Malcolm Fleming, of Oxfam Scotland, is in Malawi, where he spoke to a poor family which has learned how to manage its food supplies, through a government programme.
Today in countries from Haiti to Indonesia families are struggling, and in many cases failing, to put food on the table as food prices rise dramatically.
Estere Chiperenga has extra food for her family this year
However, Estere Chiperenga has, perhaps surprisingly, enough food for her family of eight.
Grandmother Estere, who is in her 40s, is a small farmer in Wruma, a rural area in Phalombe district of southern Malawi.
I met her a few days ago when I visited her village to meet with her and her neighbours to discuss how Malawi has managed to 'buck the trend' of the world food crisis.
Estere's family is one of the poorest families in a poor rural community in the 13th poorest country in the world. Yet despite facing shortages in the past, this year she was able to show me bags of maize, the staple food here, stored in her home.
Yet more maize, still unbagged, sits in her small brick food store. Normally, she and her husband would manage to harvest about four or five bags of maize in a year. This year she estimates she has 15 bags.
With that extra food she is confident that she will be able to feed her family and also have extra left over to sell and generate some valuable income.
So what has helped families like Estere's get to this position, whilst elsewhere the world is facing possibly its worst ever food crisis?
Only a few years ago Malawi faced its own crisis, with droughts driving the country to the edge of famine, making food distributions from the likes of Oxfam and the World Food Programme essential to people's survival.
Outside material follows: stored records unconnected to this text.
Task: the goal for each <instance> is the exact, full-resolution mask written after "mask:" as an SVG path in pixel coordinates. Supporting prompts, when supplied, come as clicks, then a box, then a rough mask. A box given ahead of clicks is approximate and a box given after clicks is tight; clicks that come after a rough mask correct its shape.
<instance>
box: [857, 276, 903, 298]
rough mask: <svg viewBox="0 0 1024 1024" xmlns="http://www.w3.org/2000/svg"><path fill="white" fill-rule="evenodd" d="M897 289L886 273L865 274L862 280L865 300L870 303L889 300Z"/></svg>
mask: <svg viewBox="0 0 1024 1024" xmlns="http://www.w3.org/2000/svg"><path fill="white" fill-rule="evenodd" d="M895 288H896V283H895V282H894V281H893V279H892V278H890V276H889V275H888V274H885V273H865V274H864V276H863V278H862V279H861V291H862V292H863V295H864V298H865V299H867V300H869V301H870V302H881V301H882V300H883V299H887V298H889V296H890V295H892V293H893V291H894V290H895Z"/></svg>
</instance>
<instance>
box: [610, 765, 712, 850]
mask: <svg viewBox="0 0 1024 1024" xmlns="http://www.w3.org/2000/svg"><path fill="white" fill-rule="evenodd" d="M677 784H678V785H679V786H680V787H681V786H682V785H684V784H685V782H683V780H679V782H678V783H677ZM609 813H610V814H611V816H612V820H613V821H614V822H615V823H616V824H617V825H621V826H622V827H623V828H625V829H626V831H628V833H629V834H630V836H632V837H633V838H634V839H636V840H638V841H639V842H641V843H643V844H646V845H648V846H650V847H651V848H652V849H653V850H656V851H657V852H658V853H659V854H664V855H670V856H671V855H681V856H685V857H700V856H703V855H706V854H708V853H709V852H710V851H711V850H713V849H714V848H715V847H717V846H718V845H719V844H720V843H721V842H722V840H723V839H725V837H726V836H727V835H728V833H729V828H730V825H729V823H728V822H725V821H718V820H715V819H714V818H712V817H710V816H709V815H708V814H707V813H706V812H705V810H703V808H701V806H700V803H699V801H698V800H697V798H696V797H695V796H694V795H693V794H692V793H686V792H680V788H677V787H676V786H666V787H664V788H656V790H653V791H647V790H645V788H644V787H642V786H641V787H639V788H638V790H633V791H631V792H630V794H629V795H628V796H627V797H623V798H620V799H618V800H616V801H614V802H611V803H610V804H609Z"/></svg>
Now, while such food distribution is still available for the most vulnerable, many hundreds of thousands of families just like Estere's have food in stock for the months ahead.
This change is a result of an agricultural inputs programme implemented by the government of Malawi, with support from donor agencies, including the UK Government.
Malcolm Fleming is in Malawi with Oxfam Scotland
One of the main planks of the programme has been a fertiliser subsidy allowing poor farmers, typically farming small plots of 0.4 of a hectare, to buy and use fertiliser, thus greatly improving their harvest.
Over two million families have benefited from the programme, with national food security established and other countries in Southern Africa now looking to Malawi as the example to follow.
Yes there are still difficulties, and yes putting food on the table can still be a struggle, but in a country which doesn't have its problems to seek, this is a definite success story, made all the more noteworthy given the growing crisis elsewhere.
Tackling that crisis is the purpose of an emergency United Nations meeting in Rome today (3 June).
As politicians, diplomats and officials meet to discuss how to best respond to the problem, Oxfam is calling on them to implement a co-ordinated global action plan to address the immediate needs of 300 million poor people worldwide.
One of the actions that governments need to take is to follow the Malawian example and support poor small-scale farmers across the developing world.
In the EU and US farmers have enjoyed substantial subsidies for decades. In the developing world, in countries like Malawi, it just takes a little to make a big change for families like Estere Chiperenga's.